I'm aware of SocketsHttpHandler and IHttpClientFactory, but they can't solve the different proxies.

var socketsHandler = new SocketsHttpHandler
{
    PooledConnectionLifetime = TimeSpan.FromMinutes(10),
    PooledConnectionIdleTimeout = TimeSpan.FromMinutes(5),
    MaxConnectionsPerServer = 10
};

// Cannot set a different proxy for each request
var client = new HttpClient(socketsHandler);

What is the most sensible decision that can be made?


Solution

  • First of all, I want to mention that @Stephen Cleary's example works fine if the proxies are known at compile-time, but in my case they are known at runtime. I forgot to mention that in the question, so it's my fault.

    Thanks to @aepot for pointing out those stuff.

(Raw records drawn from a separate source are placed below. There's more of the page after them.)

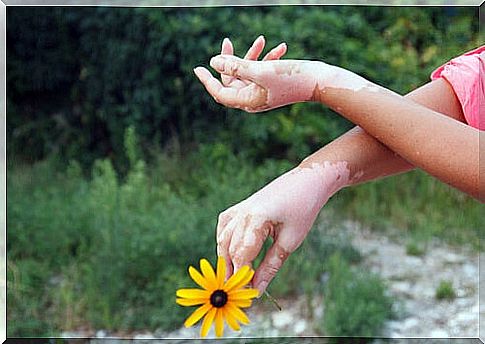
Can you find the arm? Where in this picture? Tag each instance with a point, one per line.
(442, 146)
(286, 208)
(368, 158)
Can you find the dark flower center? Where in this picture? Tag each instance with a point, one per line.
(218, 298)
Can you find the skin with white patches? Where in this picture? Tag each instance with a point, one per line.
(284, 210)
(277, 83)
(367, 158)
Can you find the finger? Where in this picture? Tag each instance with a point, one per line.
(226, 49)
(271, 264)
(235, 66)
(247, 97)
(223, 239)
(276, 53)
(256, 48)
(247, 241)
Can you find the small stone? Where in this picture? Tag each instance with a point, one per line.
(300, 326)
(467, 317)
(439, 333)
(143, 336)
(452, 258)
(470, 270)
(401, 288)
(101, 334)
(282, 319)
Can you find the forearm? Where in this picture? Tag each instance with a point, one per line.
(368, 158)
(444, 147)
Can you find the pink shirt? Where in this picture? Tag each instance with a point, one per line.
(466, 75)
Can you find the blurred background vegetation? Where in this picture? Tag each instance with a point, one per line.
(119, 162)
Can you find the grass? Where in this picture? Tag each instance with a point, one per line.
(99, 250)
(445, 291)
(419, 207)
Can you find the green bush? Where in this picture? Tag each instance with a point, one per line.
(445, 291)
(414, 249)
(355, 302)
(109, 251)
(78, 77)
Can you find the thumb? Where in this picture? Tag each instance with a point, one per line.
(272, 262)
(235, 66)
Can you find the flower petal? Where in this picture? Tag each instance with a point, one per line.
(208, 273)
(235, 279)
(237, 313)
(197, 314)
(230, 320)
(219, 323)
(243, 294)
(221, 271)
(242, 303)
(206, 324)
(190, 302)
(198, 278)
(193, 293)
(247, 278)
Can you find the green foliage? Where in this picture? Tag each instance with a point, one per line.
(78, 77)
(414, 248)
(445, 291)
(110, 251)
(355, 302)
(419, 206)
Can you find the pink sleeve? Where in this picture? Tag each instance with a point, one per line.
(466, 75)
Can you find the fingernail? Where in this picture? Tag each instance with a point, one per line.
(262, 287)
(197, 70)
(217, 62)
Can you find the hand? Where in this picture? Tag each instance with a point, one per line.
(259, 85)
(252, 54)
(285, 210)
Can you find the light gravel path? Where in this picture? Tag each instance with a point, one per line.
(411, 281)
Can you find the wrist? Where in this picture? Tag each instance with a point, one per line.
(328, 177)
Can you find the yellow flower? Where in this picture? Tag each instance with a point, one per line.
(220, 300)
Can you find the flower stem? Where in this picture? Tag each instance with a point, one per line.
(273, 300)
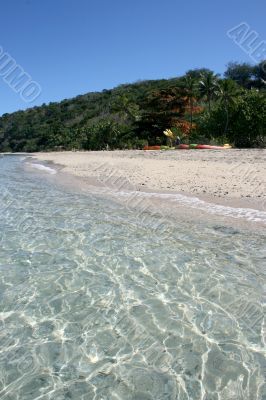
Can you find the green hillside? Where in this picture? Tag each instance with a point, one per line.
(199, 106)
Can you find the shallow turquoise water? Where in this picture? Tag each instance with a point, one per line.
(95, 304)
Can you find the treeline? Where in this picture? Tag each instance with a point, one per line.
(200, 107)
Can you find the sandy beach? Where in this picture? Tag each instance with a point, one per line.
(235, 177)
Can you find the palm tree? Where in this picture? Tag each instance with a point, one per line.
(208, 87)
(228, 91)
(191, 91)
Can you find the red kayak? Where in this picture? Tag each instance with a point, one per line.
(152, 148)
(208, 147)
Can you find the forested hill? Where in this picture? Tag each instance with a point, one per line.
(199, 106)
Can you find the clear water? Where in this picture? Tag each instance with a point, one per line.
(96, 305)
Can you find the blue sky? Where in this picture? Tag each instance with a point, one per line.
(72, 47)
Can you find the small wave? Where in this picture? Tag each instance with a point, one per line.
(43, 168)
(249, 214)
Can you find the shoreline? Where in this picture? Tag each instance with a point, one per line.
(233, 178)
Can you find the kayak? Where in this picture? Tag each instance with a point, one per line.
(152, 148)
(208, 147)
(202, 147)
(167, 148)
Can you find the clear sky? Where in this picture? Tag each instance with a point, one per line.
(72, 47)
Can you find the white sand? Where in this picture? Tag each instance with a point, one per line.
(236, 177)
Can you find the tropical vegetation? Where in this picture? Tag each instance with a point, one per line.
(200, 106)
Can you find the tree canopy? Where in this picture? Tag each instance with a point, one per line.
(200, 106)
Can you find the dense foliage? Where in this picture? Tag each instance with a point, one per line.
(200, 107)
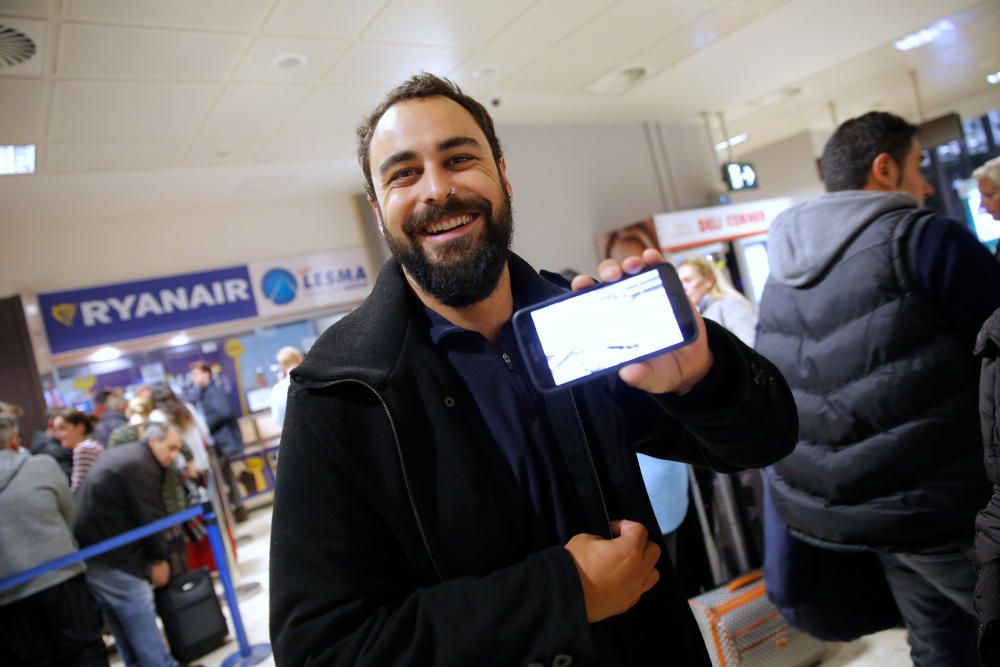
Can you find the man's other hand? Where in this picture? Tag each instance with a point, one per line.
(159, 573)
(676, 371)
(614, 573)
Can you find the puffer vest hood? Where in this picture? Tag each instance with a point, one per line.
(889, 454)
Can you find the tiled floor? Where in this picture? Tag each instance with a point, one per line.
(885, 649)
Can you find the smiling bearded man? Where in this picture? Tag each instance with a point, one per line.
(432, 508)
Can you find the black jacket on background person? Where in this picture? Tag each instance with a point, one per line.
(885, 383)
(987, 596)
(109, 421)
(122, 491)
(391, 538)
(222, 421)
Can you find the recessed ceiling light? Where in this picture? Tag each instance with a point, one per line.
(180, 339)
(290, 61)
(15, 47)
(924, 36)
(620, 80)
(106, 354)
(731, 141)
(17, 159)
(777, 96)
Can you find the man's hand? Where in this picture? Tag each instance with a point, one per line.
(614, 573)
(676, 371)
(159, 573)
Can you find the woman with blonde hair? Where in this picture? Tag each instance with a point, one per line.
(710, 292)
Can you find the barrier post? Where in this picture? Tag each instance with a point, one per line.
(247, 655)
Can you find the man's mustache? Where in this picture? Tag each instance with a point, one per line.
(452, 206)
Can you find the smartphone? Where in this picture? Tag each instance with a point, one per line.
(573, 337)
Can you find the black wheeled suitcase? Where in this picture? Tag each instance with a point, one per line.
(191, 615)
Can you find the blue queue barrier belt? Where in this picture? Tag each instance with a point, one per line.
(247, 655)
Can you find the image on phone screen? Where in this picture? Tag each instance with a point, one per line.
(606, 327)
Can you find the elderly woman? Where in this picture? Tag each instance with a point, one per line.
(988, 176)
(716, 299)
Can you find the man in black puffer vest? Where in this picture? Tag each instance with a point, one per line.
(871, 313)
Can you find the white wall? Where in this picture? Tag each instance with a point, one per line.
(573, 182)
(786, 168)
(570, 183)
(66, 252)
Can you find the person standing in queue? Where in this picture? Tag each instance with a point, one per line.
(871, 310)
(50, 620)
(288, 358)
(431, 507)
(716, 299)
(124, 492)
(74, 429)
(224, 428)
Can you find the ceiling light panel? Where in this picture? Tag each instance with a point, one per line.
(13, 41)
(95, 52)
(333, 110)
(108, 157)
(21, 111)
(388, 64)
(443, 22)
(322, 18)
(319, 54)
(628, 27)
(230, 15)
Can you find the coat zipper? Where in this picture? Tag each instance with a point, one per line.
(402, 468)
(590, 459)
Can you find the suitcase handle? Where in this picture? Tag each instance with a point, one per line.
(745, 580)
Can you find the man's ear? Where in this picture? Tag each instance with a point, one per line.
(378, 213)
(883, 175)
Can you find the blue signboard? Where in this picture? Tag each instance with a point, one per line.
(98, 315)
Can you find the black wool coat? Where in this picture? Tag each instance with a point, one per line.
(987, 596)
(390, 541)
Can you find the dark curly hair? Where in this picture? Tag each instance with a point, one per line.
(421, 86)
(848, 155)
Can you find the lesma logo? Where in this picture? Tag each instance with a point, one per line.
(280, 286)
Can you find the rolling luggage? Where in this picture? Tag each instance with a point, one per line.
(191, 615)
(740, 626)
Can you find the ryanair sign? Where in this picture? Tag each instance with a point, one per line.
(99, 315)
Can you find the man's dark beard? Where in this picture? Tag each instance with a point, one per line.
(465, 274)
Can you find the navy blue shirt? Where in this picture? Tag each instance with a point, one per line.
(516, 418)
(523, 433)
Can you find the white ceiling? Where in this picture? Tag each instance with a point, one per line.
(121, 88)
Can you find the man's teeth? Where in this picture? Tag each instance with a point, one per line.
(449, 223)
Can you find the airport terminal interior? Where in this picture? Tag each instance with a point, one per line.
(184, 215)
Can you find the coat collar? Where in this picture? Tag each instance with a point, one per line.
(366, 344)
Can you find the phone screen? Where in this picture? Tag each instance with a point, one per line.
(607, 327)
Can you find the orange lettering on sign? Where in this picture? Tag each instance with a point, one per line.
(736, 219)
(709, 224)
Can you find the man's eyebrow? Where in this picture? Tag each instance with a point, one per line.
(395, 158)
(455, 142)
(403, 156)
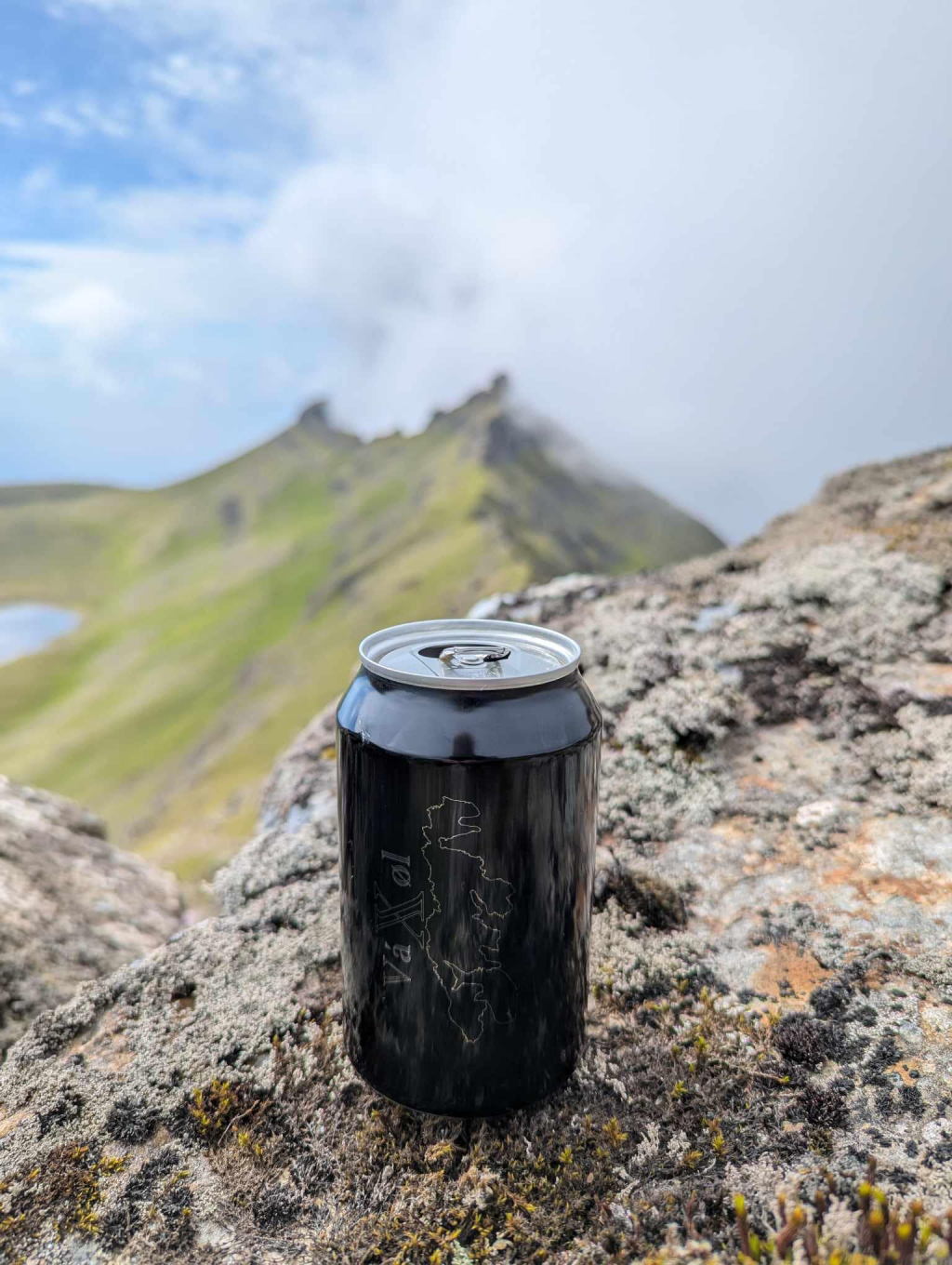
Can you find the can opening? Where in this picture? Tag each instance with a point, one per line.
(466, 654)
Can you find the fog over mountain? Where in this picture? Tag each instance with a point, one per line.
(709, 239)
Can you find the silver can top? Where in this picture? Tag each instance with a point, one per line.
(469, 654)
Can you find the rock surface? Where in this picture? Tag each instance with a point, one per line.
(71, 906)
(772, 979)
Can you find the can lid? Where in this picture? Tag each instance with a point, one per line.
(469, 654)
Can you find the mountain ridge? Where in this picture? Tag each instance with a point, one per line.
(221, 610)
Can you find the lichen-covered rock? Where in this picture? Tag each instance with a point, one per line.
(71, 906)
(772, 991)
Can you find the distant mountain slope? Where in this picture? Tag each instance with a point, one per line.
(223, 611)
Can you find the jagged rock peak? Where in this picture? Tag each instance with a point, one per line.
(316, 420)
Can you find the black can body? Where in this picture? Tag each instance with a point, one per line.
(467, 849)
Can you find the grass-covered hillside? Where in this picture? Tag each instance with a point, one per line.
(221, 612)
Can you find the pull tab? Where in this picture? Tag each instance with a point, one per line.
(473, 656)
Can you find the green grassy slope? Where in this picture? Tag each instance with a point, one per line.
(221, 612)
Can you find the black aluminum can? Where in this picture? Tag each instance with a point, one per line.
(467, 794)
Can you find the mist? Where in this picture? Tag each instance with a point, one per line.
(712, 241)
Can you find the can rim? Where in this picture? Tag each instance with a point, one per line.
(529, 635)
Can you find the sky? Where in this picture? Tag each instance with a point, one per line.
(710, 239)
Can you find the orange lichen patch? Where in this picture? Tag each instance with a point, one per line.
(740, 828)
(10, 1123)
(875, 887)
(905, 1068)
(789, 973)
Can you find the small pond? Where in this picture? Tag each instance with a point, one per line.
(29, 626)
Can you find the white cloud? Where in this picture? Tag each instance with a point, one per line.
(84, 116)
(90, 313)
(709, 241)
(186, 76)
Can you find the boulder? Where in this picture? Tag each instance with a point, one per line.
(770, 1016)
(71, 906)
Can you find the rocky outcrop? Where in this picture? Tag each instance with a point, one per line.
(71, 906)
(772, 994)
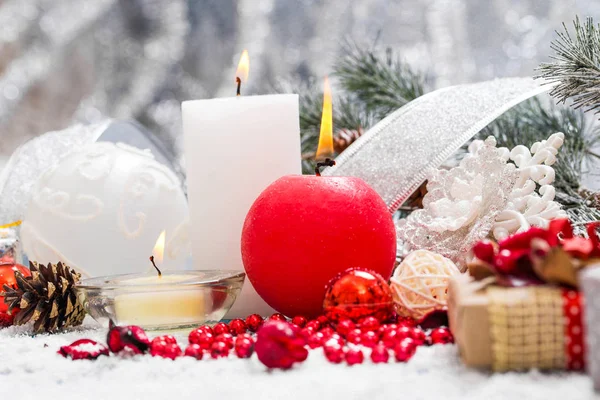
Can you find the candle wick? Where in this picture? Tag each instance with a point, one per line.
(239, 82)
(327, 163)
(152, 261)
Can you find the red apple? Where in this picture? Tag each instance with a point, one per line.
(304, 230)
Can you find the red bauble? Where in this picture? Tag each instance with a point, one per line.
(303, 230)
(358, 294)
(280, 344)
(7, 277)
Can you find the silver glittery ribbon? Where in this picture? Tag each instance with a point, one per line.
(396, 155)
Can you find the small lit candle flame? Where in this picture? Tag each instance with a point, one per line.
(241, 75)
(159, 248)
(325, 148)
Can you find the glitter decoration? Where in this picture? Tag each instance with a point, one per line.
(420, 283)
(397, 154)
(527, 206)
(453, 218)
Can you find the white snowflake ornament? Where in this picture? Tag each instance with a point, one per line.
(527, 206)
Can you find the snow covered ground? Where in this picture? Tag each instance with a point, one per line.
(30, 368)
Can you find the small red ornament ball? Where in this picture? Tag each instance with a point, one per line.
(7, 277)
(359, 295)
(303, 230)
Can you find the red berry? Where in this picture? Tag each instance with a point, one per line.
(313, 324)
(279, 345)
(323, 321)
(84, 349)
(219, 350)
(354, 336)
(369, 339)
(327, 332)
(354, 356)
(244, 346)
(418, 335)
(220, 328)
(344, 326)
(299, 321)
(253, 322)
(202, 338)
(164, 347)
(441, 335)
(277, 317)
(380, 354)
(194, 350)
(237, 327)
(334, 340)
(369, 324)
(405, 350)
(334, 354)
(226, 338)
(316, 340)
(129, 338)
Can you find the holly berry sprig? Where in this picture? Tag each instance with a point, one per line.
(278, 343)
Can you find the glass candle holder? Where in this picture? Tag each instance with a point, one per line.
(174, 300)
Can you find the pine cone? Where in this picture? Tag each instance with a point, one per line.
(47, 297)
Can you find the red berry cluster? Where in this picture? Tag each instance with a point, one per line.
(278, 343)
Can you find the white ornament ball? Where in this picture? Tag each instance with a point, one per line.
(420, 283)
(102, 209)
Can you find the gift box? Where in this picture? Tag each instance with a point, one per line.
(590, 283)
(516, 328)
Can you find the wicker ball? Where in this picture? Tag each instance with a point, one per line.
(420, 283)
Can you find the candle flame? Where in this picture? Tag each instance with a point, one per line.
(243, 67)
(159, 248)
(325, 148)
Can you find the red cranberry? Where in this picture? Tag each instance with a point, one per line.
(253, 322)
(244, 346)
(345, 326)
(219, 350)
(299, 321)
(313, 324)
(334, 354)
(194, 350)
(237, 327)
(418, 336)
(226, 338)
(277, 317)
(380, 354)
(354, 356)
(220, 328)
(369, 324)
(84, 349)
(202, 338)
(405, 350)
(327, 332)
(334, 340)
(369, 339)
(441, 335)
(316, 340)
(130, 338)
(163, 346)
(279, 345)
(354, 336)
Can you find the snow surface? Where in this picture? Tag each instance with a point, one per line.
(31, 369)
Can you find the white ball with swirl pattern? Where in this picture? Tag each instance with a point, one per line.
(102, 209)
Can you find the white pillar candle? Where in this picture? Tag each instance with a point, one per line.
(234, 148)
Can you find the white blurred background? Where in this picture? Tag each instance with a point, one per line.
(64, 61)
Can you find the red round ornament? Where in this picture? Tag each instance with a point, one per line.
(356, 294)
(289, 263)
(7, 277)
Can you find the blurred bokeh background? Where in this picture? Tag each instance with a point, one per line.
(68, 61)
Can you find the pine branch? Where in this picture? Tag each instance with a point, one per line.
(576, 66)
(382, 84)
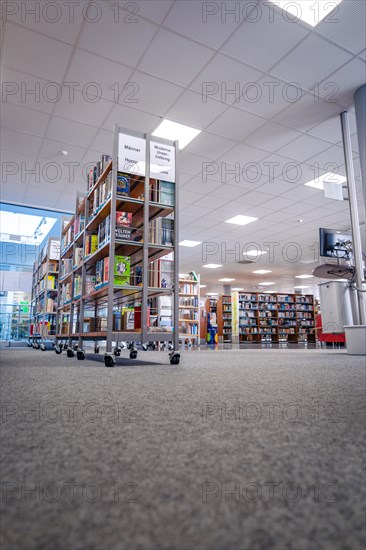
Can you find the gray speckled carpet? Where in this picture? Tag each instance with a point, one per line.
(234, 450)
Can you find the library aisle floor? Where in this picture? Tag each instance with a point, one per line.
(231, 450)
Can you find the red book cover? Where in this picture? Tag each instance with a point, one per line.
(123, 219)
(106, 270)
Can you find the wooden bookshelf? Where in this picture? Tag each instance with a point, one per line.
(274, 317)
(224, 319)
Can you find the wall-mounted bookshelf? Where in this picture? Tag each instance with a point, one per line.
(119, 257)
(272, 317)
(44, 295)
(189, 315)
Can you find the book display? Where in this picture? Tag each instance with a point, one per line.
(224, 319)
(119, 261)
(44, 295)
(269, 317)
(189, 299)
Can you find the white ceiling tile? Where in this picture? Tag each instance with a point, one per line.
(244, 154)
(349, 15)
(190, 110)
(341, 85)
(15, 86)
(209, 145)
(86, 68)
(303, 147)
(46, 58)
(297, 66)
(190, 18)
(276, 187)
(83, 107)
(272, 136)
(254, 198)
(50, 151)
(300, 192)
(228, 192)
(103, 141)
(328, 160)
(278, 203)
(18, 142)
(200, 187)
(306, 113)
(68, 131)
(22, 119)
(268, 97)
(155, 11)
(275, 37)
(150, 94)
(226, 80)
(180, 59)
(193, 164)
(330, 130)
(131, 118)
(236, 124)
(114, 41)
(13, 192)
(186, 197)
(55, 19)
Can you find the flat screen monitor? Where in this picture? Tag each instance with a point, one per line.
(334, 243)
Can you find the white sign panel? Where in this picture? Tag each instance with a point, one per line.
(54, 250)
(162, 161)
(131, 154)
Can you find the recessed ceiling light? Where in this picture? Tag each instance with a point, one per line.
(241, 220)
(328, 177)
(311, 13)
(168, 129)
(189, 243)
(254, 253)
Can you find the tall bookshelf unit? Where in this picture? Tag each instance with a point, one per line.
(189, 314)
(264, 317)
(224, 319)
(44, 295)
(129, 252)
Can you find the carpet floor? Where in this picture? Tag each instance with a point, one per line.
(230, 450)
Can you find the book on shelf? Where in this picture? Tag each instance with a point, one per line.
(121, 270)
(97, 170)
(91, 244)
(90, 282)
(78, 256)
(123, 184)
(123, 225)
(161, 231)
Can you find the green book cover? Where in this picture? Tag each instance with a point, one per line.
(122, 270)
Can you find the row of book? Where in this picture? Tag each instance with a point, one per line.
(191, 301)
(188, 288)
(161, 231)
(67, 236)
(97, 170)
(162, 192)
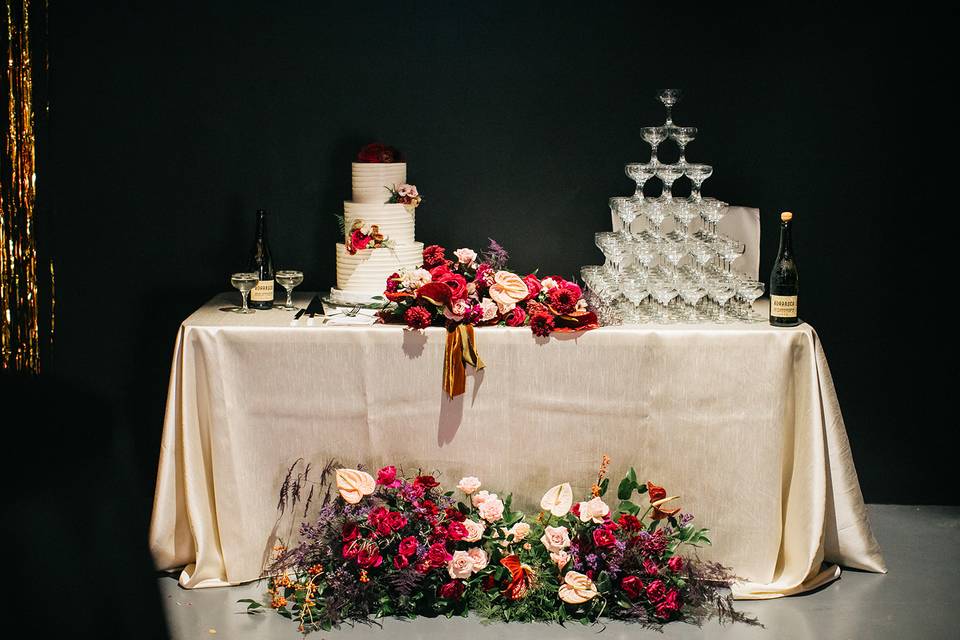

    That's the solution I came up with (credits @mcont):

    /// <summary>
    /// A wrapper class for <see cref="FlurlClient"/>, which solves socket exhaustion and DNS recycling.
    /// </summary>
    public class FlurlClientManager
    {
        /// <summary>
        /// Static collection, which stores the clients that are going to be reused.
        /// </summary>
        private static readonly ConcurrentDictionary<string, IFlurlClient> _clients = new ConcurrentDictionary<string, IFlurlClient>();
    
        /// <summary>
        /// Gets the available clients.
        /// </summary>
        /// <returns></returns>
        public ConcurrentDictionary<string, IFlurlClient> GetClients()
            => _clients;
    
        /// <summary>
        /// Creates a new client or gets an existing one.
        /// </summary>
        /// <param name="clientName">The client name.</param>
        /// <param name="proxy">The proxy URL.</param>
        /// <returns>The <see cref="FlurlClient"/>.</returns>
        public IFlurlClient CreateOrGetClient(string clientName, string proxy = null)
        {
            return _clients.AddOrUpdate(clientName, CreateClient(proxy), (_, client) =>
            {
                return client.IsDisposed ? CreateClient(proxy) : client;
            });
        }
    
        /// <summary>
        /// Disposes a client. This leaves a socket in TIME_WAIT state for 240 seconds but it's necessary in case a client has to be removed from the list.
        /// </summary>
        /// <param name="clientName">The client name.</param>
        /// <returns>Returns true if the operation is successful.</returns>
        public bool DeleteClient(string clientName)
        {
            var client = _clients[clientName];
            client.Dispose();
            return _clients.TryRemove(clientName, out _);
        }
    
        private IFlurlClient CreateClient(string proxy = null)
        {
            var handler = new SocketsHttpHandler()
            {
                Proxy = proxy != null ? new WebProxy(proxy, true) : null,
                PooledConnectionLifetime = TimeSpan.FromMinutes(10)
            };
    
            var client = new HttpClient(handler);
    
            return new FlurlClient(client);
        }
    }
    

    A proxy per request means an additional socket for each request (another HttpClient instance).

    In the solution above, ConcurrentDictionary is used to store the HttpClients, so I can reuse them, which is the exact point of HttpClient. I could use same proxy for 5 requests, before it gets blocked by API limitations. I forgot to mention that in the question as well.

    As you've seen, there are two solutions solving socket exhaustion and DNS recycling: IHttpClientFactory and SocketsHttpHandler. The first one doesn't suit my case, because the proxies I'm using are known at runtime, not at compile-time. The solution above uses the second way.

    For those who have same issue, you can read the following issue on GitHub. It explains everything.

    I'm open-minded for improvements, so poke me.